Predict Harmful Text
Dataset
The dataset comprises a collection of tweets, each annotated to indicate whether it includes harmful content. The label '1' signifies harmful content, while '0' denotes content that is not harmful. To proceed, download the dataset and employ it within your .ipynb (Jupyter Notebook) environment to train and refine your model.
Here is a preview of the dataset structure:
- The 'Text' column contains the tweet text.
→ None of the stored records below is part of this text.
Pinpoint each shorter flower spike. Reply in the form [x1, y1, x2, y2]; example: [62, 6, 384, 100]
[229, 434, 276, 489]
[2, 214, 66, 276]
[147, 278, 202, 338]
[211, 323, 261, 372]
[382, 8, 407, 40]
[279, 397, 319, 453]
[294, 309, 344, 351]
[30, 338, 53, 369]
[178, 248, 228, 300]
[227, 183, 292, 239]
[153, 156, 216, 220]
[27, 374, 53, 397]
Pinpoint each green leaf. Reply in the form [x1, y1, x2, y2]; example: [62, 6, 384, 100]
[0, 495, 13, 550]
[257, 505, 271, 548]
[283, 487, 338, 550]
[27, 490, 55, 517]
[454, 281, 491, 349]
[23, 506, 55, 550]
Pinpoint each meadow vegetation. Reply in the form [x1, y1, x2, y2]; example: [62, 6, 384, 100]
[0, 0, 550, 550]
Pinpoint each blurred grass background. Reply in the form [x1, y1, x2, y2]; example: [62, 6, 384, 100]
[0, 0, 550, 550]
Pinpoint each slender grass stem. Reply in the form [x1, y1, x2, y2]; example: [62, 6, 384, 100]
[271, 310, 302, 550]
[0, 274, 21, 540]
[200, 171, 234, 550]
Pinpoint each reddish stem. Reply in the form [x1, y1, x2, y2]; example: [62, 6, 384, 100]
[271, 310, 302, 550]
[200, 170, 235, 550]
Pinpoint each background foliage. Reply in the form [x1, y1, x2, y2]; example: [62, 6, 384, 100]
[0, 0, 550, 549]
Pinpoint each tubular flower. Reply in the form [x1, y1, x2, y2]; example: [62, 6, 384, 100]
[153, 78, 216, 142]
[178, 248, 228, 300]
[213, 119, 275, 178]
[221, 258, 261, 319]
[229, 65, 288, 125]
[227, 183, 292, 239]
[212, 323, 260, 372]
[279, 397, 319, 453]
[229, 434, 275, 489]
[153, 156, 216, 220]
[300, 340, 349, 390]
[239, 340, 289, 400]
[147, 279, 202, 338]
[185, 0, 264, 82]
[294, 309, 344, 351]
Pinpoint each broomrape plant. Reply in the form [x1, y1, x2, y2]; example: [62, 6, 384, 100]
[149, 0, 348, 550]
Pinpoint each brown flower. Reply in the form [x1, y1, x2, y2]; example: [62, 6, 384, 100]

- The 'Target' column contains the label, where '1' corresponds to "harmful" and '0' corresponds to "not harmful".
Notice the text comes with corresponding labels, making it a supervised machine learning (ML) task.
As this involves textual data, text preprocessing is essential—this includes steps like tokenization and encoding to convert text into a format suitable for ML algorithms.
Consider the nature of the problem. Since the target variable has two possible outcomes, we're dealing with a binary classification task.
When it comes to text-based tasks, what models come to mind? Deep learning models like BERT and GPT are prominent choices due to their powerful language understanding capabilities.
Prepare your deep learning model. Ensure to split your data into training, validation, and testing subsets, choose a fitting loss function such as binary cross-entropy for binary outcomes, select an optimizer like Adam for efficient learning, and construct your neural network layers thoughtfully.
Decide on evaluation metrics that will effectively measure your model's performance. Precision, recall, and accuracy are standard metrics, but considering the specifics of the task, such as the cost of false positives versus false negatives, can guide you in emphasizing the most relevant metric for your particular problem.
Please note that this is just one way to perform this ML task. By following the steps outlined in the hints above, you could derive a solution that looks quite different from the below e.g. you may use other encoding/tokenizing methods for text preprocessing. You may also use a different model with different layer configurations (if applicable).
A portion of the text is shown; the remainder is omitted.